En 2004, les investissements en
immobilier ont totalisé 798,364 milliards de yuans et quelque 90
000 projets de construction ont été réalisés dans toute la région.
Ce qui a permis à ses principales productions industrielles et
agricoles de se multiplier par plusieurs dizaines et voire
plusieurs centaines. Depuis 1983, la production céréalière y était
plus que suffisante. Depuis 1994, la production cotonnière est à la
première place du pays, que ce soit le rendement unitaire, la
production totale, la qualité et le volume acheminé vers d'autres
régions du pays. La production du houblon représente 70% de la
production nationale. L'exportation de sauce de tomate représente
un quart du commerce international. Le Xinjiang est le plus grand
centre de production de coton commercialisé, de houblon et de sauce
de tomate du pays, et un important producteur de sucre de
betterave. Par suite de l'accélération de la prospection et de
l'exploitation pétrolières, la production du pétrole et du gaz
naturel s'est classée respectivement la troisième et la deuxième
parmi les unités provinciales du pays. Depuis 1990, la production
du pétrole brut s'accroît annuellement de 1,1 million de tonnes, et
cette croissance dépasse celle de toutes les autres régions du
pays. C'est là la plus importante région de substitution de la
Chine en industrie pétrolière et un centre important de l'industrie
pétrochimique en Chine occidentale. Parallèlement à son
développement économique, la région autonome ne cesse d'optimiser
la structure de l'économie : la part du secteur primaire, du
secteur secondaire et du secteur tertiaire dans les grandeurs
économiques est passée de 54,4 :26,1 :19,5 en 1955 à 20,2 :45,9
:33, 9 en 2004.
« Ces changements gigantesques, a
déclaré avec une vive émotion M. Ismail Tiliwaldi, président de la
région autonome, sont dus à l'attention du Parti et de l'Etat, au
soutien du peuple entier et à la solidarité nationale. »
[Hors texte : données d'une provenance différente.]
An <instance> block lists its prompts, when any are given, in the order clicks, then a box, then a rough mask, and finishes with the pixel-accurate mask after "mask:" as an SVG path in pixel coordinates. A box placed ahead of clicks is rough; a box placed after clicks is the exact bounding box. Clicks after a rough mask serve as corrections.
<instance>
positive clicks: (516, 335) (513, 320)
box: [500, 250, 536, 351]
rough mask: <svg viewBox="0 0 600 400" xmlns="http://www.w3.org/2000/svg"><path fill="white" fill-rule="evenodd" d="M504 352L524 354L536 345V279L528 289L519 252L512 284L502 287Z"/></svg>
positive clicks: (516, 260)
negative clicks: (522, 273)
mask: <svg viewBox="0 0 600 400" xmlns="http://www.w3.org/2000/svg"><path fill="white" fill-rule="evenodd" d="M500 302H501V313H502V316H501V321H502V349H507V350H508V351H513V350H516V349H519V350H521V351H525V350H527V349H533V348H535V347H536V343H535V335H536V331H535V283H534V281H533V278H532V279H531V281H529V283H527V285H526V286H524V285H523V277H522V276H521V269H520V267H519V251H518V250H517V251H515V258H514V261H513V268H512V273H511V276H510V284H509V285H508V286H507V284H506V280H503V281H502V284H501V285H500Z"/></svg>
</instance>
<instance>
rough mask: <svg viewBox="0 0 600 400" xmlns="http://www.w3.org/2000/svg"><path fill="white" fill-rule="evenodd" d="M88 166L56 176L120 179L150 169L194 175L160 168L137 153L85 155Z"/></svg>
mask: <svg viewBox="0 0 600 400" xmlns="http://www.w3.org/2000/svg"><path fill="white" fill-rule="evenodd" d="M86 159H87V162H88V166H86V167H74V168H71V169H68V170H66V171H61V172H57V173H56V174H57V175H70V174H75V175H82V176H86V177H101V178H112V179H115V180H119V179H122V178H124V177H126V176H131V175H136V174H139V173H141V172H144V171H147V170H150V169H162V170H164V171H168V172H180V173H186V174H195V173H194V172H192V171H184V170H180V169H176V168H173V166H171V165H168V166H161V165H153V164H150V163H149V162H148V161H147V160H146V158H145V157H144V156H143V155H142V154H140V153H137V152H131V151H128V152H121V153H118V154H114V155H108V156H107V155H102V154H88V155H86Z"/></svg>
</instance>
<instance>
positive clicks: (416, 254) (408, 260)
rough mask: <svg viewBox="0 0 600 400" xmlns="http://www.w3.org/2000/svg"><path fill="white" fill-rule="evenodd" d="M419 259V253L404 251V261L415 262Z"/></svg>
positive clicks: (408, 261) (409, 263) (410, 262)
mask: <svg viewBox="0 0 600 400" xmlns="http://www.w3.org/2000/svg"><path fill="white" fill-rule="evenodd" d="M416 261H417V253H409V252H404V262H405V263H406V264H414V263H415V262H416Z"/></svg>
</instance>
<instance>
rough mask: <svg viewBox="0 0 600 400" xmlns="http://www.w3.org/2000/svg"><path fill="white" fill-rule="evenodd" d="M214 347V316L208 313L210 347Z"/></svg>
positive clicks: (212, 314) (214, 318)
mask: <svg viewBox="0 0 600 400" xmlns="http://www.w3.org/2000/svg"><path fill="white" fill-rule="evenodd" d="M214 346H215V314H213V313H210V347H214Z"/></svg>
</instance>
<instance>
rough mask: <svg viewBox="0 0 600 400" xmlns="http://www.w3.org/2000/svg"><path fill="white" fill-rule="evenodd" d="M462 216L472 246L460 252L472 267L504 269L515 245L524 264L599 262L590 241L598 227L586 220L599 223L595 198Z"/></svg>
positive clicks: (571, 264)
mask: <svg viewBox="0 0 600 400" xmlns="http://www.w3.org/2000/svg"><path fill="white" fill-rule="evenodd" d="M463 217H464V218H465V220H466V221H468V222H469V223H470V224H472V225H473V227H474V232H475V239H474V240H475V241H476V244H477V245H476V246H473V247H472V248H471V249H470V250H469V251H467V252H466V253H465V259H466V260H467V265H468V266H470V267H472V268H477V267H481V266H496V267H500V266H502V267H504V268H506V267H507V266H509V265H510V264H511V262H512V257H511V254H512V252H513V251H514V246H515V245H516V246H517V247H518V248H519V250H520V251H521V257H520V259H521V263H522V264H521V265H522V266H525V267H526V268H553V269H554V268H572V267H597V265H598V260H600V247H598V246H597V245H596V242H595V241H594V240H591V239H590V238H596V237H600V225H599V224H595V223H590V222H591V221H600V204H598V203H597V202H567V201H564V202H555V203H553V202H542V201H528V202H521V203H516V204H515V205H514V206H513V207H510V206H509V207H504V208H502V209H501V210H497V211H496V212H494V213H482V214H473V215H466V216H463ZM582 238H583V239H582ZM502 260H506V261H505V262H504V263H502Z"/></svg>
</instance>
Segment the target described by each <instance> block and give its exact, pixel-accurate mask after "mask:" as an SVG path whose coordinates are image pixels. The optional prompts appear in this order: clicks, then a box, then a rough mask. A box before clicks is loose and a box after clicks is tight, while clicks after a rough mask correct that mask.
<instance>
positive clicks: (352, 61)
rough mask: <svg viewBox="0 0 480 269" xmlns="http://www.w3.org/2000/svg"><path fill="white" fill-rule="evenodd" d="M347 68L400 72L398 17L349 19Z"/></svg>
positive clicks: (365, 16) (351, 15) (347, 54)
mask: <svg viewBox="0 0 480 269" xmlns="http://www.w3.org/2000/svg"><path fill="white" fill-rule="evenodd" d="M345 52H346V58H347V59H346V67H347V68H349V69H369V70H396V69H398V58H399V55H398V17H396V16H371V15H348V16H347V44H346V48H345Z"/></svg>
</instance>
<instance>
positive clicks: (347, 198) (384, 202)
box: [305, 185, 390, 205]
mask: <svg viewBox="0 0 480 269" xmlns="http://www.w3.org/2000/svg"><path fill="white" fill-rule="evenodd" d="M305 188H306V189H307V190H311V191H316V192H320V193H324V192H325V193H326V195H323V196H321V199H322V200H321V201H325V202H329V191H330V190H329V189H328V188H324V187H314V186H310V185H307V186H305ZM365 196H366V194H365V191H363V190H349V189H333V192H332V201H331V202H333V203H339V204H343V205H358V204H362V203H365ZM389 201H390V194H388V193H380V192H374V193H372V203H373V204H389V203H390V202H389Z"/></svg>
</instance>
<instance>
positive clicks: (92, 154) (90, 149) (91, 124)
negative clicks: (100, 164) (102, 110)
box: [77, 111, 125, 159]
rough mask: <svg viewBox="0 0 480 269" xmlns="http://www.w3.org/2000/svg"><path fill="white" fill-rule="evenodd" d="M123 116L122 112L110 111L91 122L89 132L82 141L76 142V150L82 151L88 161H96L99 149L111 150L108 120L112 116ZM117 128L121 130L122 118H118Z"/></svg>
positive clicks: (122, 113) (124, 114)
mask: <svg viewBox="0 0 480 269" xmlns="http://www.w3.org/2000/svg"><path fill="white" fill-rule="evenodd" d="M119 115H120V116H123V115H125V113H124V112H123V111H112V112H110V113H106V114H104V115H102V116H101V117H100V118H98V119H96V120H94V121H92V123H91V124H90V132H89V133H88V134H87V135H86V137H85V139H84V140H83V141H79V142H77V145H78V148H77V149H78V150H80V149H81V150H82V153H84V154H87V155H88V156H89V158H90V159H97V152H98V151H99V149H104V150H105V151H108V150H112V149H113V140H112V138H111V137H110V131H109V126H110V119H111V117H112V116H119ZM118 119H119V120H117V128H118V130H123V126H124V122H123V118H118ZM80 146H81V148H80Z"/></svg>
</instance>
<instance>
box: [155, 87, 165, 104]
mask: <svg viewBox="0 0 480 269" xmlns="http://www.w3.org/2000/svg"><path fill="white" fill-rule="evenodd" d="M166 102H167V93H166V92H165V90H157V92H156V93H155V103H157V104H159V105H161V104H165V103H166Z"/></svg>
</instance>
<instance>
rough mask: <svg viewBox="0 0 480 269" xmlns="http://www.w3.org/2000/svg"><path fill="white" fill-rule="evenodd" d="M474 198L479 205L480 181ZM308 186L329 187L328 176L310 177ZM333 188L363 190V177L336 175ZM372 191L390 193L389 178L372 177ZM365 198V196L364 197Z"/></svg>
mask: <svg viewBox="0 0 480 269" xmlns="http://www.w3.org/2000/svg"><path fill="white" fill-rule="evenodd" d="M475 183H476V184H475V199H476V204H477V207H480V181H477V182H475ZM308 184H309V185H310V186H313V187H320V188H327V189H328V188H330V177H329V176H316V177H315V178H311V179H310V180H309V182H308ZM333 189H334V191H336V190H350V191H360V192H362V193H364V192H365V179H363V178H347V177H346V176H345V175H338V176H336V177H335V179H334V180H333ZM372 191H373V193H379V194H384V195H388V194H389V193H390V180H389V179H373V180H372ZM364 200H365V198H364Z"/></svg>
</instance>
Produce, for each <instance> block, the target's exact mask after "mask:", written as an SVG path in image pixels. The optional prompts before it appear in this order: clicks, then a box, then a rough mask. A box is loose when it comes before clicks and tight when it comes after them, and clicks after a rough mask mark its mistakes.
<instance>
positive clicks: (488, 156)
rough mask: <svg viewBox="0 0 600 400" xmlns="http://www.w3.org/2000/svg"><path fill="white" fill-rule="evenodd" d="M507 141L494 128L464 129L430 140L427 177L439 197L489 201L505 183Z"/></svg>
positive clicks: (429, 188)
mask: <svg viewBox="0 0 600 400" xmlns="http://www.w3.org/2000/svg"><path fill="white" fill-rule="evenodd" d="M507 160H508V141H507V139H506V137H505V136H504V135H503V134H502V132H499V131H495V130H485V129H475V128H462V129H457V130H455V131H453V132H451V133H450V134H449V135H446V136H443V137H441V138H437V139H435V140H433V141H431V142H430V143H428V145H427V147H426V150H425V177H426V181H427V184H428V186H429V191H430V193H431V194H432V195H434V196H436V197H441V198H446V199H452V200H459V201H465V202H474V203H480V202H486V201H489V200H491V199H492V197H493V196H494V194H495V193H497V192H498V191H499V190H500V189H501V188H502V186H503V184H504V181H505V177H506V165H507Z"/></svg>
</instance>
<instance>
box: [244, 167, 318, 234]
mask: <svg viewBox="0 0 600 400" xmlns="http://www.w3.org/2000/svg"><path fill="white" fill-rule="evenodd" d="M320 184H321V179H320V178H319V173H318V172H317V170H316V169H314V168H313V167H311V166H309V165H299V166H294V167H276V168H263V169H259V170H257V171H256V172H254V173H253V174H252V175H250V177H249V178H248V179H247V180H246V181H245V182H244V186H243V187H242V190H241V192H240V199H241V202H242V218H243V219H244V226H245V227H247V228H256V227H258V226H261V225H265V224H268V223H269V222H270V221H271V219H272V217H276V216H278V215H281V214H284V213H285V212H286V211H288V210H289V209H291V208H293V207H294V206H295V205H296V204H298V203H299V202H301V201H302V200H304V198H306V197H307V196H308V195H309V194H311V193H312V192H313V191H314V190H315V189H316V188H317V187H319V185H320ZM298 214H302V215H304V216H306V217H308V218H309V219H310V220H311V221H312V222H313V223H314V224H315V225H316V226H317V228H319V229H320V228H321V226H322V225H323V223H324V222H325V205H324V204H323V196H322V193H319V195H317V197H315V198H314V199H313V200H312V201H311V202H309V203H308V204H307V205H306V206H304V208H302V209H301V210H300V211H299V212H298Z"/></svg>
Malgré ses abondantes ressources
énergétiques, le Xinjiang était très faible sur le plan de
l'infrastructure. Au début des années 1950, il n'y avait ni de
chemin de fer, ni de pont permanent ni de route goudronnée sur son
territoire de 1,6 million de km2. Ses quelque 3 000 km de routes
étaient de chaussée de terre ou de gravier. Le Xinjiang ne
possédait alors que 1 000 kW de groupes électrogènes, 26 bureaux de
poste, 15 bureaux de télécommunications et 13 points de poste. Un
courrier devait parcourir trois mois pour arriver à tout
destinataire à l'est de la passe Jiayu, au Gansu.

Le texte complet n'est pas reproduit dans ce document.